According to the researchers, organisations that adopt the "skills-based talent practices" analysed in the study could save more than USD $125,000 per employee. The report attributes the savings to shorter time-to-hire and lower turnover in roles that remain in high demand.
Retention and tenure
A headline finding focuses on retention. Formal mentorship and skills-based development can increase retention by up to 18%, the research says.
The report links higher retention to structured mentorship, personalised learning pathways, and skills-informed workforce planning as part of a broader approach to keeping employees in role longer.
In cybersecurity, attrition has direct operational consequences. Vacancies can leave organisations exposed during incident response, compliance work, and routine security operations. The study presents retention as a measurable way to reduce disruption from staff turnover.
Promotion practices
The report also connects internal advancement processes with leadership diversity, finding that skills-based promotion practices are associated with 10% to 20% higher representation of women in cybersecurity leadership.
It cites promotion panels, internal skills profiles, and formal mentorship programmes as factors correlated with higher female representation in management and leadership. The report positions skills signals and structured decision-making as an alternative to informal sponsorship and ad hoc promotion decisions.
WiCyS is a nonprofit focused on recruiting, retaining, and advancing women in cybersecurity. It has international reach and runs training, events, and community programmes.
Partnership impact
Another section examines third-party partnerships. Employers that provide access to professional organisations such as WiCyS fill cybersecurity roles 16% faster, the report says.
It also estimates that partnerships can prevent more than USD $70,000 per employee in lost productivity, based on the time roles remain unfilled and the knock-on effects on security team delivery.
The report presents external partnerships as a way to broaden candidate pools and provide structured development networks once staff are hired. It also frames these relationships as operational support when teams face heavy workloads and limited hiring capacity.
Underused approaches
Despite the claimed returns, adoption appears limited. No top-performing practice is used by more than 55% of organisations, according to the research.
The report argues that this gap matters because many large organisations still rely on traditional hiring and promotion filters.
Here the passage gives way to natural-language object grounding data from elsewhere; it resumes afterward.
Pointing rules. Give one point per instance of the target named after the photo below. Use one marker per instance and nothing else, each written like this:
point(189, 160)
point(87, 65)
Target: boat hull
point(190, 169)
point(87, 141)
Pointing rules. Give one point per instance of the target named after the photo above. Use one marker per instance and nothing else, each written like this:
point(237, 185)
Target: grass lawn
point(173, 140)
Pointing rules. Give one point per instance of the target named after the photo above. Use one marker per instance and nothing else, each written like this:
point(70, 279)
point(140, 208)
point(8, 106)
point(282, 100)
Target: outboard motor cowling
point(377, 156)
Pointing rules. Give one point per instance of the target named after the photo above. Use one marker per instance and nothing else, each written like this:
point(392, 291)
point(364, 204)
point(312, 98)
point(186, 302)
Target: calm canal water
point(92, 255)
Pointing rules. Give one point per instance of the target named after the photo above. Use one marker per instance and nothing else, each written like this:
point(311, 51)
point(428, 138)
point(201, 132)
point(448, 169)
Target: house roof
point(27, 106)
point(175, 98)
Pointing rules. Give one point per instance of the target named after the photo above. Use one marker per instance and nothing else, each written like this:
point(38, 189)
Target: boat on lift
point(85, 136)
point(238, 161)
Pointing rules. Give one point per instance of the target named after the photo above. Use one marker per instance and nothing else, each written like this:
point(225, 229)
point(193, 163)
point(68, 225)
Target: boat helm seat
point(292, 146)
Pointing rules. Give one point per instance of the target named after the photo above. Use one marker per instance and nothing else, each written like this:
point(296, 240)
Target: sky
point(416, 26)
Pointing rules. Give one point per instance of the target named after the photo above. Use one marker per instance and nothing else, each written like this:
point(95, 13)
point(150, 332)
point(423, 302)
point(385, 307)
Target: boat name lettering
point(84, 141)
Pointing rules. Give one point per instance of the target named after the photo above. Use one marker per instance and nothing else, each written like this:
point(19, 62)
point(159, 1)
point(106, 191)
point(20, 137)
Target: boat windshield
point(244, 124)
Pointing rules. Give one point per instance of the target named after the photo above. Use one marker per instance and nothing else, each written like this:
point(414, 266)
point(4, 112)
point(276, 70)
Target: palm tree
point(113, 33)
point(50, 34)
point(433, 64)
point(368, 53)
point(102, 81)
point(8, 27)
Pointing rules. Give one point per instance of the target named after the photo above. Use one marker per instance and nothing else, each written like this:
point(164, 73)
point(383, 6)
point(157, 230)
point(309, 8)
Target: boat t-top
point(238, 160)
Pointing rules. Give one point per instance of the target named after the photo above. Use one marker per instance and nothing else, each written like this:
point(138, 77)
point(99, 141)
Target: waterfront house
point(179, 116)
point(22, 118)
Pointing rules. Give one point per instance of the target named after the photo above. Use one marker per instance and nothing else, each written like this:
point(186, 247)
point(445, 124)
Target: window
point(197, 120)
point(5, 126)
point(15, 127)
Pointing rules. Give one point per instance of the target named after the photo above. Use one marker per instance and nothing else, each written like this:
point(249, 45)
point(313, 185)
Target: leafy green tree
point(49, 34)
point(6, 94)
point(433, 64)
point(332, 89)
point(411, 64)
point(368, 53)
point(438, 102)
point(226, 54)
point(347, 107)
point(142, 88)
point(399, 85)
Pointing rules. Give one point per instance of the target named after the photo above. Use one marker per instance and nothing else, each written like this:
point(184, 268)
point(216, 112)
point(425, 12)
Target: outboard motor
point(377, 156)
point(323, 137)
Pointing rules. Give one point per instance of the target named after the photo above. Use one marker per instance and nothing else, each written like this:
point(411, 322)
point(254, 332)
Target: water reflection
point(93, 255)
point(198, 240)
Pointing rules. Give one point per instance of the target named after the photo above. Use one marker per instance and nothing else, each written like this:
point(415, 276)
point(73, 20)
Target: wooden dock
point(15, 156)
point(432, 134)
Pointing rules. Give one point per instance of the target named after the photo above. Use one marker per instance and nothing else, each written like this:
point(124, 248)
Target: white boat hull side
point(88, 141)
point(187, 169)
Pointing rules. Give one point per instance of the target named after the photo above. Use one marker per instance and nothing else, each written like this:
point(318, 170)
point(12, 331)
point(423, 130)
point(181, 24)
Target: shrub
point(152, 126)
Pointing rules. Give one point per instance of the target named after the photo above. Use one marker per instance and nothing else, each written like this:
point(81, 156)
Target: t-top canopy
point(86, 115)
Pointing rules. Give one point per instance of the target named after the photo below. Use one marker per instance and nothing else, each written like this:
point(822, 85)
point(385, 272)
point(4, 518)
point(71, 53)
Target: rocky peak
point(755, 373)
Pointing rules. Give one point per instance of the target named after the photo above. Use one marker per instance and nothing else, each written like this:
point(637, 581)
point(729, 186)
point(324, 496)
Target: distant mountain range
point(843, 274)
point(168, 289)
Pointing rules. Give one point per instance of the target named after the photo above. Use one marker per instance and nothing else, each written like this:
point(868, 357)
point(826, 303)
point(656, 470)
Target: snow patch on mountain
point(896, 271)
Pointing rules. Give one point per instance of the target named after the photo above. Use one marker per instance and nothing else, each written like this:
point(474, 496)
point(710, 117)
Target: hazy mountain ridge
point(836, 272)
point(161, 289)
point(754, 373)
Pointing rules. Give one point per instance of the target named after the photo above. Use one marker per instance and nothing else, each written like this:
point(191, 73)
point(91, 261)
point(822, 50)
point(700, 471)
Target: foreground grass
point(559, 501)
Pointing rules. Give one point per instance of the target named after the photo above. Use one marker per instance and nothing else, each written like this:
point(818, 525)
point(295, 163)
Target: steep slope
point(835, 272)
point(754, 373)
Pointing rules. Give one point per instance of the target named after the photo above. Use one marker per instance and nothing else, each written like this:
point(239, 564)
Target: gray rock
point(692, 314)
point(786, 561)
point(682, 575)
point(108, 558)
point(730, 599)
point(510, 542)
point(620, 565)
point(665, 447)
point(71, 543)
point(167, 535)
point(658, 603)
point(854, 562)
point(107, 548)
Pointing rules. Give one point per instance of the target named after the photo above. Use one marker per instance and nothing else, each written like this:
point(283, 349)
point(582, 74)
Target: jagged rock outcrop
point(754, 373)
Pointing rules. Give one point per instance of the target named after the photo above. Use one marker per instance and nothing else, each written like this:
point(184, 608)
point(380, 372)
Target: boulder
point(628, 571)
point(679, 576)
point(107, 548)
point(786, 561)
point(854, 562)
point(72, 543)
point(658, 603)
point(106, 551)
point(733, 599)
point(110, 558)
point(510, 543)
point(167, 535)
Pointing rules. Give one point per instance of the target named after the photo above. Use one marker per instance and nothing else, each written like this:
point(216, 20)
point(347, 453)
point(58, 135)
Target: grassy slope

Degree requirements, narrow role definitions, and rigid experience thresholds often shape recruitment, even as cybersecurity skills shift quickly and tools and automation change job content.
The findings draw on employer survey data, labour-market analytics, and qualitative research, framed as a response to persistent shortages and rapidly evolving role requirements.
AI and workforce shifts
Beyond talent shortages, the report points to AI and automation as drivers of rapid change in cybersecurity work, with skill shifts and demographic pressures adding to hiring and retention challenges.
In that context, the authors frame "workforce resilience" as a business issue rather than an HR initiative. They argue the impact can be measured through hiring speed, time in role, and productivity loss from vacancies.
The report also argues for a larger role for objective skills data in promotion decisions, presenting this as part of a long-term approach to resilience in cybersecurity teams.
"The data is clear. Workforce resilience is no longer a soft HR issue. It is a measurable business advantage," said Lynn Dohm, Executive Director of WiCyS.
"Organisations that invest in skills-based, transparent, and talent-friendly practices are strengthening their cyber teams, improving financial performance, and opening leadership pathways that have historically been closed," Dohm said.
"Cybersecurity leaders often talk about talent challenges in abstract terms," said Will Markow, Founder and CEO of FourOne Insights.
"This research puts real numbers behind what works. Skills-based practices are not just better for workers. They materially reduce hiring friction, improve retention, and deliver clear financial returns for organizations operating in an increasingly constrained labor market," Markow said.
The report also recommends practices for employers, policymakers, and industry partners, and signals further interest in the economics of skills-based approaches as cybersecurity roles and required competencies continue to change.